A igreja saiu do anonimato para as fileiras do sucesso abarcando em sua estrutura não somente um aglomerado de pessoas, mas também uma potencialidade mercadológica onde tudo é somatizado em tom de mercado, consumo evangelical, práticas humanistas etc.

Pesquisas feitas apontam que as literaturas dirigidas para pastores nessas duas décadas tem sido dominadas por técnicas empresariais, ciências de comportamento recentes, novas técnicas de reciclagem e muito pouca herança bíblica e histórica.
Existe de fato uma grande “preocupação”, com a igreja evangélica no Brasil e o ministério genuíno. Longe do triunfalismo, do modismo e das mega estatísticas, muitos pastores, teólogos, missiólogos, estão preocupados com o movimentar dos eclesianos e do adendo pastoral.

A igreja não pode jamais se envolver com a cultura da nossa época ele deve ser bíblica e contra cultural, deve ser relevante porém essencial. Temos visto hoje uma minimização do ministério bíblico em muitas igrejas brasileira. Devemos de fato através da palavra “ sola Scriptura” ( Somente as Escrituras) reformar o tecido da igreja na nossa terra tupiniquim sem a qual estaremos traindo a Deus e a nossa geração.

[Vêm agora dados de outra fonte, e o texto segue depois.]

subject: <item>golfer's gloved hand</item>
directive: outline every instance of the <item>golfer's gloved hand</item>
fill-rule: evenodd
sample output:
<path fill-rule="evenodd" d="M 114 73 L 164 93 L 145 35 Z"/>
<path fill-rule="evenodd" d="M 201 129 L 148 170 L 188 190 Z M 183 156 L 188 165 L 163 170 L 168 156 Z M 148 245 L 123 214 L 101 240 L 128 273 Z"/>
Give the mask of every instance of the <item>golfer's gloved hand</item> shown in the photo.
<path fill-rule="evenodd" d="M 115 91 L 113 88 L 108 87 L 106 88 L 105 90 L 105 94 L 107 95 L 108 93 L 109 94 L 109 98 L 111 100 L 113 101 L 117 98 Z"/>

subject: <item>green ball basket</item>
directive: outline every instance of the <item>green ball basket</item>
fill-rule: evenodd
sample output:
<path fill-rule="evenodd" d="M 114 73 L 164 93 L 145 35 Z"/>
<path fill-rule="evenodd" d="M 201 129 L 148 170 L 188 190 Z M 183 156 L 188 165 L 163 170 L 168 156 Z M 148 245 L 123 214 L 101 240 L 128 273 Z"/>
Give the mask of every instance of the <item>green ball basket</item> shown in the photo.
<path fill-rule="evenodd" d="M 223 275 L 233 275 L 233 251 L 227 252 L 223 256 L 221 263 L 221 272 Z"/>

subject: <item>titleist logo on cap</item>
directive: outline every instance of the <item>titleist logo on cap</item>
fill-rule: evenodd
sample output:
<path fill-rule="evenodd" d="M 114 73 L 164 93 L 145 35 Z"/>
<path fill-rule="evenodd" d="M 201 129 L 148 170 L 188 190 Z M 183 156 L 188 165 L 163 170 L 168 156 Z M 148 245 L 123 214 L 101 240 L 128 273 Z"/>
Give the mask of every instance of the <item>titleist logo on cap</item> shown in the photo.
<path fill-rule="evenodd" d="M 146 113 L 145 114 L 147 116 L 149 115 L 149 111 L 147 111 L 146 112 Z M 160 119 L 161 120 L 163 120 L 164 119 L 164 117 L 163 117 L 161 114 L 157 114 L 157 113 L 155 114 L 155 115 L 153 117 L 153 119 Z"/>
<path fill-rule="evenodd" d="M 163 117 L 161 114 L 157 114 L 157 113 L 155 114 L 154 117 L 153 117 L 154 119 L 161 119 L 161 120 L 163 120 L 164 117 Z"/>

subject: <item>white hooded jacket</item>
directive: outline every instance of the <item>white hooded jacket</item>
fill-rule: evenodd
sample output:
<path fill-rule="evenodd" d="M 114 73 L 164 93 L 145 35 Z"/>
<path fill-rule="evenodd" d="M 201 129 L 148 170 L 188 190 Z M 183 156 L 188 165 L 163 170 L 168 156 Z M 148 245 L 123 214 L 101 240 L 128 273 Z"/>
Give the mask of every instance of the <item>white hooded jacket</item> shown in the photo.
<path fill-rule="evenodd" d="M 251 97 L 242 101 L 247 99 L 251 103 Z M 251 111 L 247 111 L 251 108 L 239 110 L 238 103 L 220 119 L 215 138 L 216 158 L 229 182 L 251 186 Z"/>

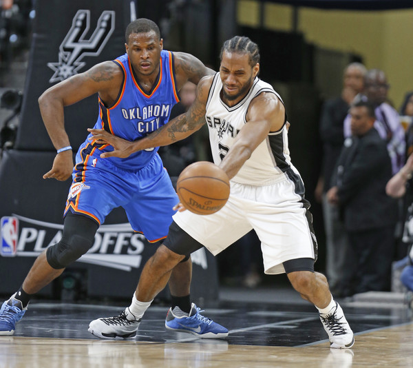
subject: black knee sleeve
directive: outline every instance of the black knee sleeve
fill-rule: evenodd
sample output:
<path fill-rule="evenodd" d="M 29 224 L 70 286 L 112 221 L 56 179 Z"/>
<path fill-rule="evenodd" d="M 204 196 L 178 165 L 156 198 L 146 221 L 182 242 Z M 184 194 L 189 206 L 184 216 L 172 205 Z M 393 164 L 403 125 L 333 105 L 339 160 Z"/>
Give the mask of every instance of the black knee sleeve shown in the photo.
<path fill-rule="evenodd" d="M 163 245 L 178 254 L 186 256 L 182 262 L 188 260 L 191 253 L 204 247 L 200 243 L 182 230 L 175 221 L 172 221 L 169 226 L 168 236 Z"/>
<path fill-rule="evenodd" d="M 93 245 L 98 227 L 98 224 L 87 217 L 68 214 L 61 240 L 46 251 L 50 267 L 65 268 L 81 258 Z"/>

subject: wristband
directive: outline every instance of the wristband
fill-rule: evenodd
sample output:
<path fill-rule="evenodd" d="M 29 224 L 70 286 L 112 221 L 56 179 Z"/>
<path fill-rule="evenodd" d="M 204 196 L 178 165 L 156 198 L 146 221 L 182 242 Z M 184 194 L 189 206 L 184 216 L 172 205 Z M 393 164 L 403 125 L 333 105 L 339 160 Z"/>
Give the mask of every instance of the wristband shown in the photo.
<path fill-rule="evenodd" d="M 71 145 L 67 145 L 66 147 L 63 147 L 63 148 L 59 148 L 57 150 L 57 153 L 59 154 L 59 153 L 63 152 L 64 151 L 68 151 L 69 150 L 72 150 L 72 146 Z"/>

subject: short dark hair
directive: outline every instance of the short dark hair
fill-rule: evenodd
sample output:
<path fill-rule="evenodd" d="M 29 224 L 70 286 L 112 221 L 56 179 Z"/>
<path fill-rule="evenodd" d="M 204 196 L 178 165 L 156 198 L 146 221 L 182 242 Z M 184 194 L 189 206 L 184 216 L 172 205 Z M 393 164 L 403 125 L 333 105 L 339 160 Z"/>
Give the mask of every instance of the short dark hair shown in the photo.
<path fill-rule="evenodd" d="M 125 32 L 125 39 L 127 43 L 129 36 L 132 33 L 147 33 L 151 31 L 153 31 L 159 39 L 160 39 L 160 31 L 158 25 L 154 21 L 151 21 L 151 19 L 139 18 L 129 23 Z"/>
<path fill-rule="evenodd" d="M 251 66 L 254 66 L 257 63 L 260 63 L 258 45 L 253 42 L 248 37 L 235 36 L 231 39 L 226 40 L 221 48 L 220 54 L 220 60 L 221 61 L 222 61 L 224 51 L 248 54 L 249 55 L 249 63 Z"/>
<path fill-rule="evenodd" d="M 352 108 L 366 108 L 367 109 L 367 114 L 368 117 L 376 119 L 376 114 L 374 113 L 374 106 L 369 101 L 359 101 L 353 103 Z"/>

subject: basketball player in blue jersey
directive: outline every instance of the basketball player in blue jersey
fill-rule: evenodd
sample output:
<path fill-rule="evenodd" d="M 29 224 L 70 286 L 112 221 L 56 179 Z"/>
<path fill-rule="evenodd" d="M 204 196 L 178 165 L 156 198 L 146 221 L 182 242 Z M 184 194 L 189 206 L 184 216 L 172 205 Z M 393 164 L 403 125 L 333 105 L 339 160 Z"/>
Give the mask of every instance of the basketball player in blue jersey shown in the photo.
<path fill-rule="evenodd" d="M 259 62 L 257 45 L 236 36 L 224 43 L 220 72 L 199 83 L 187 113 L 135 142 L 89 130 L 114 148 L 101 157 L 127 157 L 183 139 L 206 123 L 214 163 L 231 180 L 228 202 L 215 214 L 201 216 L 185 211 L 181 203 L 176 207 L 168 236 L 142 272 L 135 293 L 142 307 L 134 314 L 142 318 L 144 303 L 151 303 L 173 267 L 191 252 L 204 246 L 216 255 L 254 229 L 265 272 L 286 273 L 319 310 L 330 347 L 349 348 L 354 337 L 343 310 L 326 277 L 314 271 L 317 241 L 304 185 L 290 158 L 286 109 L 273 87 L 257 77 Z M 167 316 L 170 328 L 176 322 Z"/>
<path fill-rule="evenodd" d="M 113 147 L 96 142 L 89 134 L 79 148 L 74 168 L 63 107 L 97 93 L 100 111 L 94 127 L 133 141 L 168 121 L 172 106 L 179 101 L 178 91 L 187 81 L 197 84 L 213 71 L 191 54 L 163 50 L 159 28 L 149 19 L 131 23 L 125 37 L 124 55 L 54 85 L 39 99 L 45 125 L 57 150 L 52 170 L 43 178 L 65 181 L 72 174 L 73 183 L 62 239 L 36 258 L 21 288 L 3 304 L 0 335 L 12 335 L 33 294 L 87 252 L 99 225 L 114 208 L 125 208 L 133 229 L 143 233 L 149 242 L 157 242 L 167 234 L 176 212 L 173 207 L 179 201 L 156 153 L 158 147 L 136 152 L 125 159 L 103 160 L 100 154 Z M 226 336 L 226 328 L 202 316 L 200 309 L 191 303 L 191 272 L 190 257 L 172 272 L 169 316 L 180 318 L 181 324 L 176 329 L 187 329 L 184 320 L 191 327 L 196 321 L 200 328 L 195 330 L 202 337 Z M 134 297 L 131 309 L 147 304 Z M 109 327 L 105 331 L 89 331 L 101 338 L 130 338 L 136 335 L 139 321 L 128 310 L 116 320 L 100 320 Z M 112 327 L 121 327 L 121 331 Z"/>

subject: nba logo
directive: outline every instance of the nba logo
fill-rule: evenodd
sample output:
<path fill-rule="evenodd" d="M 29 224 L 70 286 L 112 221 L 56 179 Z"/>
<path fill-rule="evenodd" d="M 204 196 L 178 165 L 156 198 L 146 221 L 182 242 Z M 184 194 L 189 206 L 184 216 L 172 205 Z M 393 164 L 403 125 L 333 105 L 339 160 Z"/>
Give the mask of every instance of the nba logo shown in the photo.
<path fill-rule="evenodd" d="M 17 251 L 17 234 L 19 232 L 19 220 L 15 217 L 2 217 L 1 247 L 0 254 L 3 256 L 13 256 Z"/>

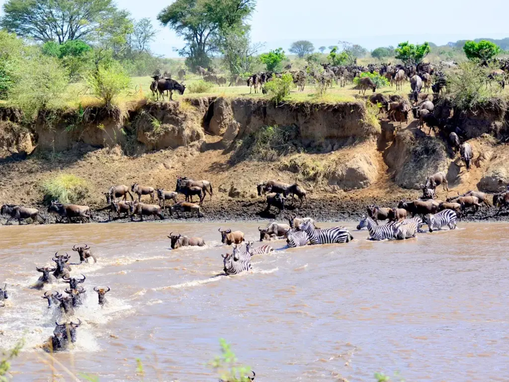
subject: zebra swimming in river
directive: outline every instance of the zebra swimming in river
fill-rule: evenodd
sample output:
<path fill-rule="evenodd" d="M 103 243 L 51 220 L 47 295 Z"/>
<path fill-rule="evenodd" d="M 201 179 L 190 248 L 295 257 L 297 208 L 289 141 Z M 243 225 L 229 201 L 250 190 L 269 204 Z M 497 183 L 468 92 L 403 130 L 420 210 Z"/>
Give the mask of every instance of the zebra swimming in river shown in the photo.
<path fill-rule="evenodd" d="M 426 224 L 430 229 L 430 232 L 433 232 L 434 229 L 440 231 L 442 227 L 447 226 L 449 229 L 454 230 L 456 228 L 456 213 L 450 209 L 444 209 L 438 213 L 433 215 L 429 213 L 426 215 Z"/>
<path fill-rule="evenodd" d="M 299 229 L 307 234 L 311 244 L 347 243 L 353 239 L 353 236 L 344 227 L 316 229 L 313 223 L 307 221 L 302 223 Z"/>
<path fill-rule="evenodd" d="M 393 224 L 389 223 L 386 225 L 379 226 L 376 222 L 369 216 L 362 215 L 362 220 L 359 222 L 357 229 L 360 229 L 364 227 L 367 227 L 370 232 L 371 240 L 380 240 L 385 239 L 394 238 L 394 232 L 392 230 Z"/>
<path fill-rule="evenodd" d="M 303 231 L 295 231 L 291 229 L 286 231 L 286 234 L 287 245 L 290 248 L 304 247 L 309 241 L 309 237 Z"/>

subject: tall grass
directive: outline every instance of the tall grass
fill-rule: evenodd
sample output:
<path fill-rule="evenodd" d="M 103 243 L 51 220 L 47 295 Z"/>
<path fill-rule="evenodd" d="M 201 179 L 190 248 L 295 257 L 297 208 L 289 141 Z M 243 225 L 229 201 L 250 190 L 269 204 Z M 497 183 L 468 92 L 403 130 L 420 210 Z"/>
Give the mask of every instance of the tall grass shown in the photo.
<path fill-rule="evenodd" d="M 76 203 L 82 200 L 88 193 L 87 181 L 72 174 L 61 174 L 48 179 L 42 184 L 44 200 L 50 202 L 58 200 L 61 203 Z"/>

Dr. Russel Shedd que esteve ministrando na nossa igreja aqui em Tubarao Santa Catarina e também para os pastores e líderes da região sul do Brasil em seu livro O Líder que Deus Usa: Resgatando a Liderança Bíblica para a igreja no Novo Milênio, nos mostra de maneira profunda quem são as pessoas que Deus quer usar nesta época difícil que vivemos como cidadão do mundo e também como igreja. Ele alista de forma didática alguns pontos que são de suma importância para a comunidade local. O crente que Deus quer usa dever ser:

1) “Perseverante”, 2) “Viver uma vida Santa”, 3) “Ser cheio do Espírito”, 4) “Ser sábio”, 5) “Ser um homem de fé e de amor”, 6) “Ser servo”, 7) “Ser marcado pela visão de Deus”, 8) “Ser uma pessoa de valor”, 9) “Ser uma pessoa com motivação santa”, 10) “ Ser grato”, 11) “Ser Humilde”, 12) “Ser um Aprendiz”, 13) “Ser um homem com interesse no Reino”, 14) “Ser Otimista”, 15) “Ser um Homem de Oração Perseverante”. Para o Dr. Shedd esses requisitos mostram a vida de piedade que tanto precisamos no Brasil Contemporâneo.

Ele também mostra o perigo quando uma pessoa esta fora dos padrões estabelecidos por Deus. Nada é tão anti-bíblico e complexo quando uma pessoa que se diz cristã nutre no tecido do seu ministério: 1) “A incredulidade”,2) A “inconstância’, 3) O “desânimo”, 4) A “estagnação”, 5) A ‘inveja’, 6) A “soberba”, 7) A ‘falsidade’ 8) A ‘falta de equilíbrio’, 9) A “ falta de transparência”, 10) A “ falta da integridade”

Todo pastor e líder deverá prestar contas a Deus da sua atividade pastoral (Hb.13.7), ele esta incumbido de pastorear com critério santo o povo de Deus ensinando as verdades divinas ( At. 20.18; At.20.20; I Pe.5.2). Ele deve focar seu ministério não em modismo mais no ensino sadio para o crescimento do povo de Deus.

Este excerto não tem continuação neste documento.